An independent third party considers the facts and law and reaches a decision that is binding on all parties to the arbitration.  It starts either from a clause in a contract governing relations between the parties or is entered into by the parties as a way of resolving their dispute because arbitration can be:

  • Quicker;
  • Less expensive especially if conducted online using the DEF Platform which was but with the specific needs of arbitration in mind; and, most important,
  • Confidential, which can help in issues of personal or commercial sensitivity.

Mediation

Mediators help those in dispute communicate about the issues of concern to them, and help participants find solutions that are acceptable to everybody involved.  This leads to a result which can be binding or no result at all.

 

Neutral evaluation

The parties or their lawyers present their cases to a neutral third party (usually an experienced and respected lawyer with expertise in the substantive area of the dispute) who renders a non-binding, reasoned evaluation on the merits of the case.

 

Adjudication

A process by which an independent adjudicator provides the parties with a decision that can resolve the dispute either permanently or on a temporary basis, pending subsequent court determination.

 

Conciliation

Where an independent third party helps the disputing parties to come to a mutually acceptable outcome.

All of the above ADR processes can nevertheless be managed entirely online and we provide one of the few, if not the only Platform which provides online management of an entire dispute from pre-action to final decision and resolution of any costs issues.

 

What is Online Dispute Resolution (ODR)?

The first thing to understand is that ODR is not ADR but can be ADR.

Let me explain: ODR simply refers to a way of resolving disputes that is conducted entirely online.  The key characteristics of ODR are that everything is online from start to finish and no-one meets physically at any time in the process.

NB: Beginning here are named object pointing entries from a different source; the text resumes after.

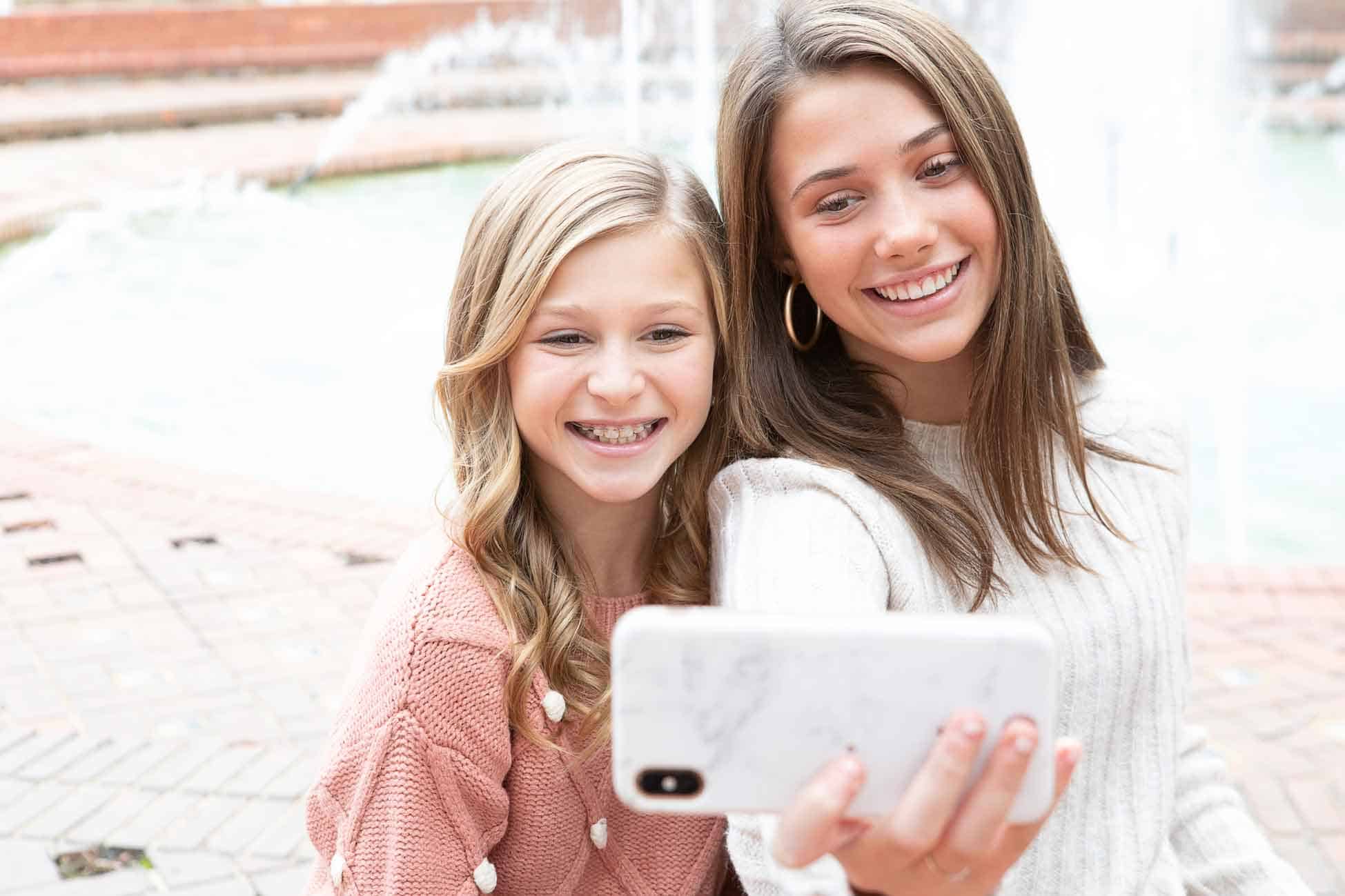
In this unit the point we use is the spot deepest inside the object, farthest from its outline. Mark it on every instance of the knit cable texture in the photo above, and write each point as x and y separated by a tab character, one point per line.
1150	810
424	788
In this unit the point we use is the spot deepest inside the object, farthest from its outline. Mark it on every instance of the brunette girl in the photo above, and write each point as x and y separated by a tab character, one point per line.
935	432
582	390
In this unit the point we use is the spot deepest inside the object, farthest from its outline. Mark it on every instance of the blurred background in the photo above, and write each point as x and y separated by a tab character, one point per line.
228	235
166	290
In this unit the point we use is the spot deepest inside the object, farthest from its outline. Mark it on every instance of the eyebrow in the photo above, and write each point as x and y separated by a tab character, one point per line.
572	310
845	171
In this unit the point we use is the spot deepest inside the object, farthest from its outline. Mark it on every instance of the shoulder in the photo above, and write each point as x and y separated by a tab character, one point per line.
776	482
1137	415
433	597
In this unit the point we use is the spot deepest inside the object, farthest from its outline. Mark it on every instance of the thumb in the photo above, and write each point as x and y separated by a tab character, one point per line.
814	824
1017	837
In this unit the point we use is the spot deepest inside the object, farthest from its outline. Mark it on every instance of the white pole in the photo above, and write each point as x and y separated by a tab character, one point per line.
631	66
705	69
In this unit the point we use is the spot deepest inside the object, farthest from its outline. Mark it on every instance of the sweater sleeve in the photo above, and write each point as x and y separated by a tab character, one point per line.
402	815
787	541
409	797
790	539
1220	848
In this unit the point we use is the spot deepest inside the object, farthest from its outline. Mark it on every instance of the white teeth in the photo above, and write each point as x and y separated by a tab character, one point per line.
922	288
616	435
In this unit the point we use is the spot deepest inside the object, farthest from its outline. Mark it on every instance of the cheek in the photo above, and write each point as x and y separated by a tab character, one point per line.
689	381
538	389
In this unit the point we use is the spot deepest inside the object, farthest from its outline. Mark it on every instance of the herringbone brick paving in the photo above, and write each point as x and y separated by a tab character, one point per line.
173	645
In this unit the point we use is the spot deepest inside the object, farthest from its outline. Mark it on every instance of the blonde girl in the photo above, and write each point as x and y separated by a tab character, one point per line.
935	432
582	390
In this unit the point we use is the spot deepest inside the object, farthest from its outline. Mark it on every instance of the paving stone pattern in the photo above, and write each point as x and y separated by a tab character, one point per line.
168	689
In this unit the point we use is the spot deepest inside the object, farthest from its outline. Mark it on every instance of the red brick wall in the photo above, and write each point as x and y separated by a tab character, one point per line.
65	42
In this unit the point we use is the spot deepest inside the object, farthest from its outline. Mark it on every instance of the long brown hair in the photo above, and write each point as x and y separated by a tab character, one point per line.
529	221
1030	349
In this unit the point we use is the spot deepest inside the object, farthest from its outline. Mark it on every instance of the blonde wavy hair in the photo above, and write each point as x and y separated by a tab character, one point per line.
1032	346
529	221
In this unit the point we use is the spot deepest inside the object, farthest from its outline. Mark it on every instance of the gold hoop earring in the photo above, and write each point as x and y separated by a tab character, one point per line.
789	319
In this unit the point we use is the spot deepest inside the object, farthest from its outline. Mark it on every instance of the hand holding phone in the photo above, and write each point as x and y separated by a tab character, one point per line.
930	842
718	712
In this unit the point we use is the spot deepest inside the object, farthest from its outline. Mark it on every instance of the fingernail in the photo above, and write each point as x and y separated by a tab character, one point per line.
847	771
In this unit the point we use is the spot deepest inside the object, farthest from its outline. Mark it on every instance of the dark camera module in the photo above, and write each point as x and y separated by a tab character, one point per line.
669	782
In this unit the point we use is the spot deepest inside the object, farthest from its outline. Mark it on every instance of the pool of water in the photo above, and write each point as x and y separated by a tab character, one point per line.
296	338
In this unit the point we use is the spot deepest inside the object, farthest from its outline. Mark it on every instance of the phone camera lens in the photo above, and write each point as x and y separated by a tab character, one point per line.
670	782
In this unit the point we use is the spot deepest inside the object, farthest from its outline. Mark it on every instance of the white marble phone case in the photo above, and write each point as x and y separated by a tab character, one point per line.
756	704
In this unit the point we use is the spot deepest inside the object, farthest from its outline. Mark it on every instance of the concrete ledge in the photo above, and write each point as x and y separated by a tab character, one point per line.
42	181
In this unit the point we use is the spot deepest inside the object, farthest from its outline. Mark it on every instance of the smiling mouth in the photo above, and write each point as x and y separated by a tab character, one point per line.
618	435
923	288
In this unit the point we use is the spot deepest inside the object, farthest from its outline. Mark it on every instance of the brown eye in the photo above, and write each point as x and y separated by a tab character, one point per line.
941	166
836	205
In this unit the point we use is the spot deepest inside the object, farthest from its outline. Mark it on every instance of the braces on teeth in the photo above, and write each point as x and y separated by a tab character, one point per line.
616	435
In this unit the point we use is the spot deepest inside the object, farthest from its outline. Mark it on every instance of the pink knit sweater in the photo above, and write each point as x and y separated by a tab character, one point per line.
424	788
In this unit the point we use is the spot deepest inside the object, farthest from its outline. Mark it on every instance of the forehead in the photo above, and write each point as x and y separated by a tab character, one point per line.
836	117
629	271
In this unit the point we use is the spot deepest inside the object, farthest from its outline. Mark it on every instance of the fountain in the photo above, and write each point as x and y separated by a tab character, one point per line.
323	310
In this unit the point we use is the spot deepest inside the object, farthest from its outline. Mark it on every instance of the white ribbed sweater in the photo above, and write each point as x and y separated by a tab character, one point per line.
1149	812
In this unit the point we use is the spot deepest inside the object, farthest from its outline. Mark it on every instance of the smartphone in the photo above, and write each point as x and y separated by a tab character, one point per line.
717	710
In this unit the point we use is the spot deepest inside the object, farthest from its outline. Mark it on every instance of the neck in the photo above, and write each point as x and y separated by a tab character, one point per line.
936	392
615	543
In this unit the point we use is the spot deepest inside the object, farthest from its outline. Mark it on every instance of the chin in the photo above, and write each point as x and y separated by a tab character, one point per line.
622	492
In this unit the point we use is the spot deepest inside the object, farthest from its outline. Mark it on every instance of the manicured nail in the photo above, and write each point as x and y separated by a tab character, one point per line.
847	771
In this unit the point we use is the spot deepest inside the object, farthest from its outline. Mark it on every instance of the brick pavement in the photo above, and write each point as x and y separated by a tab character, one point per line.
170	686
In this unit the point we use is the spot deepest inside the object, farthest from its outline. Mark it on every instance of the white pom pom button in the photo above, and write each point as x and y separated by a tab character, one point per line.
338	868
484	876
554	706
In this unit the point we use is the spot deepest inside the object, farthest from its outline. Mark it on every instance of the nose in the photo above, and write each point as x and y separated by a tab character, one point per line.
907	232
616	379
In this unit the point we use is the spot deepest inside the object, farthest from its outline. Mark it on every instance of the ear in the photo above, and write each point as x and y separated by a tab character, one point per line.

ODR can be administered by the civil Courts or it can refer to ADR processes, let us say, mediation in which the final hearing takes place via Skype or by telephone.  Typically though mediations or arbitrations conclude with a physical hearing in rooms hired for the purpose.  This physical meeting can be of enormous advantage particularly in more complex disputes.

 

When to use ODR

There is usually no option about when to use ODR as that is the means whereby the dispute resolution mechanism operates.  Sometimes those using ODR such as complaints handling bodies for retailers, for example, seek to resolve a complaint by early intervention between parties by telephone or postal correspondence.

 

Methods of ODR

By volume of cases handled private ODR is one of the most common methods of resolving disputes in the world.  eBay for example provide a way of resolving disputes between buyers and sellers on their platform which is entirely ODR.

Increasingly civil courts around the world are looking at ODR as a means of resolving lower value, simpler disputes.  A good example is the Civil Resolution Tribunal of the State of British Columbia in Canada (the CRT).  The CRT has been a success and it is now handling a wider range of disputes.  Here is a link to their information site:

https://civilresolutionbc.ca/

In the UK one example is the Claims Portal which is not strictly ODR as it does not resolve cases in the sense of a final determination but instead facilitates the negotiation or settlement of lower value claims for personal injury, industrial disease and other case types.  This is a link to the information site of the Claims Portal:

https://www.claimsportal.org.uk/

The civil courts of England and Wales are looking at developing ODR for low value whiplash and other personal injuries.  There are also plans for lower value contract debt and other disputes to be resolved via ODR to be called Her Majesty’s Online Court (HMOC).  These ideas were looked at in detail in another report by the Civil Justice Council and a link to that report is here:

https://www.judiciary.uk/wp-content/uploads/2015/02/Online-Dispute-Resolution-Final-Web-Version.pdf

Whether the funding will be made found for the HMOC is unclear as at May 2019.